Activision Blizzard says it already made a similar move last year when it converted 500 "temp and contract roles" to full-time positions company-wide. The company is also increasing the minimum pay for those positions to $20 per hour – a policy change that will take effect on April 17.

This is great news for Activision Blizzard's workers, and it's one of the first concrete steps the corporation has taken to do right by its workers since the employee mistreatment debacle first came to light. The company claims that today's news represents a 25 percent increase in the number of full-time workers it employs, which is a very substantial shift.

These changes are not coming at the cost of the unionization process that Raven QA workers began recently. Activision Blizzard assures the public that the positive improvements it's implementing are entirely separate and not contingent on unionization stopping. Indeed, Raven employees have already formed a union called the "Game Workers Alliance," but Activision Blizzard has thus far refused to recognize the organization.

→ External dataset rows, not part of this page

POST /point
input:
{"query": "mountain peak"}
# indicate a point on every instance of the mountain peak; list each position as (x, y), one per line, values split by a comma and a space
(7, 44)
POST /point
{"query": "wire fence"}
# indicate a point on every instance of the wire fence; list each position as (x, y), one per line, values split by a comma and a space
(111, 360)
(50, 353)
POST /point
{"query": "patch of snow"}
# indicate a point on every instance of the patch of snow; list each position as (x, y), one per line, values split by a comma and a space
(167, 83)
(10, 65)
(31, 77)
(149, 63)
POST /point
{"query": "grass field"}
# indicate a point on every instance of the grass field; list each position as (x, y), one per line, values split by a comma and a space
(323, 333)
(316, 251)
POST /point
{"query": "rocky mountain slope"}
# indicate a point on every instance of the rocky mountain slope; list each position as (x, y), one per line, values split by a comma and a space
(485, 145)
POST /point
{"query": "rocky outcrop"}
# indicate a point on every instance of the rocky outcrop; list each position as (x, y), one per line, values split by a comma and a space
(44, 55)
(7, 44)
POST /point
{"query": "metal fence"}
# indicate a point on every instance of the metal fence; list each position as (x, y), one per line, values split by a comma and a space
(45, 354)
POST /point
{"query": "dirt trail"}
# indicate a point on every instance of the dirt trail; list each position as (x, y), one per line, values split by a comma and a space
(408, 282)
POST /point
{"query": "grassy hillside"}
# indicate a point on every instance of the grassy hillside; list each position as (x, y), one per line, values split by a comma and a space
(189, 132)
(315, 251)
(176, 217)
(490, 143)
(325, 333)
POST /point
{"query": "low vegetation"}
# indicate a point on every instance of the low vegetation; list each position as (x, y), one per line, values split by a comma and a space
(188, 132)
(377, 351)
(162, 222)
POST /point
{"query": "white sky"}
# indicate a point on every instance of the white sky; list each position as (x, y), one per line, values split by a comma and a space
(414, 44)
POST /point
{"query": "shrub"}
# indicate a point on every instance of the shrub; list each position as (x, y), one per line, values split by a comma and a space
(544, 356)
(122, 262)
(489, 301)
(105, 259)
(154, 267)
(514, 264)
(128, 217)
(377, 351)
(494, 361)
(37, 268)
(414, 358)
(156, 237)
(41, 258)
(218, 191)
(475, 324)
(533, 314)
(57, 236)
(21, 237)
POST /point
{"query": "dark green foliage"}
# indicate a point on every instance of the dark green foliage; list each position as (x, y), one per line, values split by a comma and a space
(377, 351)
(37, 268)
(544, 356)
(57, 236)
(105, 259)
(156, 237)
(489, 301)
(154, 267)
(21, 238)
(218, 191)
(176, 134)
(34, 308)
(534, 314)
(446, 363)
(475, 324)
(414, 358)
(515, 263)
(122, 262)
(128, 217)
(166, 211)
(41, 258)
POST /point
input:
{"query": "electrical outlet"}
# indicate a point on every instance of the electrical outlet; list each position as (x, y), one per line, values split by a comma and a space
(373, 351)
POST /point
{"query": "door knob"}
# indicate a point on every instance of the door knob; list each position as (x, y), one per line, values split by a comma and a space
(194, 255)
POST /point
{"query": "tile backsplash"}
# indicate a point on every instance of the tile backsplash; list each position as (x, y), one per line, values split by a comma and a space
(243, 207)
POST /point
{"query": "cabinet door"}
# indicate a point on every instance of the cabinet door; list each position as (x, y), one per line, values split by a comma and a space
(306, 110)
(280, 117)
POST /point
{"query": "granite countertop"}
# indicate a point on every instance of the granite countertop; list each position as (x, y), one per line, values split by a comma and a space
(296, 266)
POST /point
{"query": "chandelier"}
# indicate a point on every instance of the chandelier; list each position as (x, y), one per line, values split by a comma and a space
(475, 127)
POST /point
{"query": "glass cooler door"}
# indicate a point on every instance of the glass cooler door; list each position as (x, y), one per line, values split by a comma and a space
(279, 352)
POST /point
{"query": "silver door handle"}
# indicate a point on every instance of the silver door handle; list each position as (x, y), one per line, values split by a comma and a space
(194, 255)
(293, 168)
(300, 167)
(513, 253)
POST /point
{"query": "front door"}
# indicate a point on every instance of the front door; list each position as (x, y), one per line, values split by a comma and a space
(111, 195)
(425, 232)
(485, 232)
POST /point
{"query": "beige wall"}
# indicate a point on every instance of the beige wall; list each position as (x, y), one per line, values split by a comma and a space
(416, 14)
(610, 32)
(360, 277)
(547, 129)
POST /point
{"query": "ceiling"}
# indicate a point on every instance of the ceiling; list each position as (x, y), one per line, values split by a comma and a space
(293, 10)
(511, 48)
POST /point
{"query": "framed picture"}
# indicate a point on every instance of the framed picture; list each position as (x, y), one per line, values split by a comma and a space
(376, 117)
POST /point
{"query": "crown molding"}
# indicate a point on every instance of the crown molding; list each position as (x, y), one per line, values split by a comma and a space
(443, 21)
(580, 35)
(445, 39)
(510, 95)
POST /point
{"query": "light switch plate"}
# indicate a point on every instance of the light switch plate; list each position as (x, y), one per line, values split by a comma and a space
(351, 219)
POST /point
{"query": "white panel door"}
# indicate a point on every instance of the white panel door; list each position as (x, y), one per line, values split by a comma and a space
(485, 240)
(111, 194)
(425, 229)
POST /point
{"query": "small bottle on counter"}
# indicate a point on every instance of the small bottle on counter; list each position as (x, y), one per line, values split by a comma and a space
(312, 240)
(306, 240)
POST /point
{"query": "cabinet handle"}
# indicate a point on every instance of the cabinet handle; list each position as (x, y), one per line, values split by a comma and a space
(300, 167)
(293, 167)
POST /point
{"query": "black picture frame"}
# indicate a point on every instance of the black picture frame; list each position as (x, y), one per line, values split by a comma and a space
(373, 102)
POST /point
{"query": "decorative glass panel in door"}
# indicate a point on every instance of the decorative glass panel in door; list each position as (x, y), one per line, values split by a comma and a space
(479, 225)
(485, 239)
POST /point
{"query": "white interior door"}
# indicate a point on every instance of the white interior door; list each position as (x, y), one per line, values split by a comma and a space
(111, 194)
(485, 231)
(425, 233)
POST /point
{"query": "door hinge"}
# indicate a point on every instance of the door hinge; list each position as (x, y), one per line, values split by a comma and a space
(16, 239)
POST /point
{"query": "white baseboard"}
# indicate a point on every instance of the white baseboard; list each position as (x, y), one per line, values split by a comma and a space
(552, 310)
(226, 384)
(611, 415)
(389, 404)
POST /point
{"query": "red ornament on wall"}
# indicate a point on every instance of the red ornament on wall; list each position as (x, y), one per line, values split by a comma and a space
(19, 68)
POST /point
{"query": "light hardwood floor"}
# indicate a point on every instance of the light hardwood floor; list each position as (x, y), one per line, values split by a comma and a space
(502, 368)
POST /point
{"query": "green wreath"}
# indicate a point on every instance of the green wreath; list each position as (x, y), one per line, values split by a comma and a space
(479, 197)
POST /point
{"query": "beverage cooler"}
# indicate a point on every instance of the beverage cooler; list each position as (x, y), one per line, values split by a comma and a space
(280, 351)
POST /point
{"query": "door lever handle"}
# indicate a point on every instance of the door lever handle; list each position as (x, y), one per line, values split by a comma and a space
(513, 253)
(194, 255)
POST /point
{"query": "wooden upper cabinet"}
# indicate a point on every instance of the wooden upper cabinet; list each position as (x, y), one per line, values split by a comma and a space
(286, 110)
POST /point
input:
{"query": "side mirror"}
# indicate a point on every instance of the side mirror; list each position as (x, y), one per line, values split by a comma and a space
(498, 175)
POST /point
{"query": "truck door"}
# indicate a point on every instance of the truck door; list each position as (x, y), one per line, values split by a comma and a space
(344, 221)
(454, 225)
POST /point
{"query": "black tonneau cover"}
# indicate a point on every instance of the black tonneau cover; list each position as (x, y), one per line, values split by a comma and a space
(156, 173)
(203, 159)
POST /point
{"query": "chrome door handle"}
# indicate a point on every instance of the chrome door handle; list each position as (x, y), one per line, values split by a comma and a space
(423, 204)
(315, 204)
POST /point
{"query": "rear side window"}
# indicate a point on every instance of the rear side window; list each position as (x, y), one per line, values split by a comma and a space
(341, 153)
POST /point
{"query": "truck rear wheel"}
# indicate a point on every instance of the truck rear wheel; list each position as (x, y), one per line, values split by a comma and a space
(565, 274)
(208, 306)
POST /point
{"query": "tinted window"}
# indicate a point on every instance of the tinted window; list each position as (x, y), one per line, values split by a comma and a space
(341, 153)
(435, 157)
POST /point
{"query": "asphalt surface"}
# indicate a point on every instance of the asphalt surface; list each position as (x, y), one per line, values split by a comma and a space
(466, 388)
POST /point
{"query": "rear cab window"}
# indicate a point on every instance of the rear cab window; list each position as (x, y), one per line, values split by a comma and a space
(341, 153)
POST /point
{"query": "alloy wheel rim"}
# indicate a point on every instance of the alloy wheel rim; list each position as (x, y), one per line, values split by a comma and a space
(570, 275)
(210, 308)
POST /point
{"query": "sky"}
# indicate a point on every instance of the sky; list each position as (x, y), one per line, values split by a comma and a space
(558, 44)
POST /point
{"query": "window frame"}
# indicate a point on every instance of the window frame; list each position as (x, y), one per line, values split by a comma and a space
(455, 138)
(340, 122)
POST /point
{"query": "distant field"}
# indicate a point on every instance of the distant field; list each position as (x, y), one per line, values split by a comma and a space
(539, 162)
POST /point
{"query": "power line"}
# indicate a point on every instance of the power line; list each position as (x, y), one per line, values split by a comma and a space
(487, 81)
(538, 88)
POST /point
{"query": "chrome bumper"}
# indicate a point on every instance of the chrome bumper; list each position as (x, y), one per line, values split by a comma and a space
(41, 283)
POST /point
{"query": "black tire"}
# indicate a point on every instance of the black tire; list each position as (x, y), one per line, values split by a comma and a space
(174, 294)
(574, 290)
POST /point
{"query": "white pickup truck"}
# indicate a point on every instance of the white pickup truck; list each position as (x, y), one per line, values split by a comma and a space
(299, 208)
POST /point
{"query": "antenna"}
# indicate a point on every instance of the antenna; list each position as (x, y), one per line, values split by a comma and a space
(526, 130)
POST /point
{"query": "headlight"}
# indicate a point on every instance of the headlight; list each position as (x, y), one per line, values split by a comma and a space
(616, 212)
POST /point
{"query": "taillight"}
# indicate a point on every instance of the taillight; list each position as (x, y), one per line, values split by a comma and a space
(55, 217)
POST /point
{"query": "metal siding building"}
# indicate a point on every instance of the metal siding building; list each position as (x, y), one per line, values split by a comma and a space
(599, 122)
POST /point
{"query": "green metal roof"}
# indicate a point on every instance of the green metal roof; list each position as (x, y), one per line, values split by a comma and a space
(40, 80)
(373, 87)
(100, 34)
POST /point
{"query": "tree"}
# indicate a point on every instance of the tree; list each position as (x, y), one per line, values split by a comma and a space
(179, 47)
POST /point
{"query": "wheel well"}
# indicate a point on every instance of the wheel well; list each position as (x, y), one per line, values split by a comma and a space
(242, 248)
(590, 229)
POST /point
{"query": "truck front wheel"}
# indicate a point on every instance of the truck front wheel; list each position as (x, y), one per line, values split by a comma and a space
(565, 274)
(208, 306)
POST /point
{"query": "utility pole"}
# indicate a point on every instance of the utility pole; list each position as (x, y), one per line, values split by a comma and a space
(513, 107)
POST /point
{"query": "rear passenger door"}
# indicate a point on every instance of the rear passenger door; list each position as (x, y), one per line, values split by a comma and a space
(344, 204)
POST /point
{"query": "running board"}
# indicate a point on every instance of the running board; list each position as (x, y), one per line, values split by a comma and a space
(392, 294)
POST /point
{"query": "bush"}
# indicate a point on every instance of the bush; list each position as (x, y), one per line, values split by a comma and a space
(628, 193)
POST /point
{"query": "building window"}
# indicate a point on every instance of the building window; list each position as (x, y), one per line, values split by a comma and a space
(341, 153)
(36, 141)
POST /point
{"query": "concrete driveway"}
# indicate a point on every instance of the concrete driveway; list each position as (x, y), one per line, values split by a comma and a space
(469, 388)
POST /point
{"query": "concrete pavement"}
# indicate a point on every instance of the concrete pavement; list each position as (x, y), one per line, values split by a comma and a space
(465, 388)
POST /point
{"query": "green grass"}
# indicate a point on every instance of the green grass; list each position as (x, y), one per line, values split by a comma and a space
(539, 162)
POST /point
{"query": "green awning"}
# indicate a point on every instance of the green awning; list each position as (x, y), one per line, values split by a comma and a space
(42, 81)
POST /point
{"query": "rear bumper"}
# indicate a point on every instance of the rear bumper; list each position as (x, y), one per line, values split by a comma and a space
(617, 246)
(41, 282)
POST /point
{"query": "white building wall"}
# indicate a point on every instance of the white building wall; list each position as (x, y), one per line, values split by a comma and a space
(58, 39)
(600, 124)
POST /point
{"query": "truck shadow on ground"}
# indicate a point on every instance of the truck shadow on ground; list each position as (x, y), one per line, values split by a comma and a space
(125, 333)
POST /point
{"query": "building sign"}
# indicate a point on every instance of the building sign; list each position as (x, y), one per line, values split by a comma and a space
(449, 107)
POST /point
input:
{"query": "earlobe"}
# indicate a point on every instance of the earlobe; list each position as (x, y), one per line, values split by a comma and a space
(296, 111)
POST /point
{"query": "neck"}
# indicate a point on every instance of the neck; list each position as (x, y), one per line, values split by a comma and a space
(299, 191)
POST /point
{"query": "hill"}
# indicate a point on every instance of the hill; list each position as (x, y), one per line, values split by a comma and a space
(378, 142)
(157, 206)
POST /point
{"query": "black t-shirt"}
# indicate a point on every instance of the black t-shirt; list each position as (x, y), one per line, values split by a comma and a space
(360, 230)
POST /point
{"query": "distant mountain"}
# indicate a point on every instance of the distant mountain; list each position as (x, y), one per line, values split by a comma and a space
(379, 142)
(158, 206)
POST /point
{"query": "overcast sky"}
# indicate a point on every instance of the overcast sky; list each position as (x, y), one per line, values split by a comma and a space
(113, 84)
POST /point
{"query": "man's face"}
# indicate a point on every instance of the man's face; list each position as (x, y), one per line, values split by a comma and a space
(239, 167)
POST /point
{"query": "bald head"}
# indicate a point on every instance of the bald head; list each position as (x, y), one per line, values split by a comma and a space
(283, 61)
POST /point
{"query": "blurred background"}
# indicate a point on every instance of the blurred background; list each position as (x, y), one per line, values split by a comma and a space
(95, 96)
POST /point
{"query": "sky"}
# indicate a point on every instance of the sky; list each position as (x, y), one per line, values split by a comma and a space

The GWA hopes to compel recognition soon by going directly to the National Labor Relations Board and holding a vote. If the GWA's push succeeds with at least 50 percent of Raven workers voting in favor, Activision Blizzard will be forced to negotiate with the new union.

As GamesIndustry points out, however, Blizzard is 'restructuring' to spread out QA members across different studios rather than centralizing them at Raven HQ. This could throw a bit of a wrench into the works, but we'll just have to wait and see to be sure.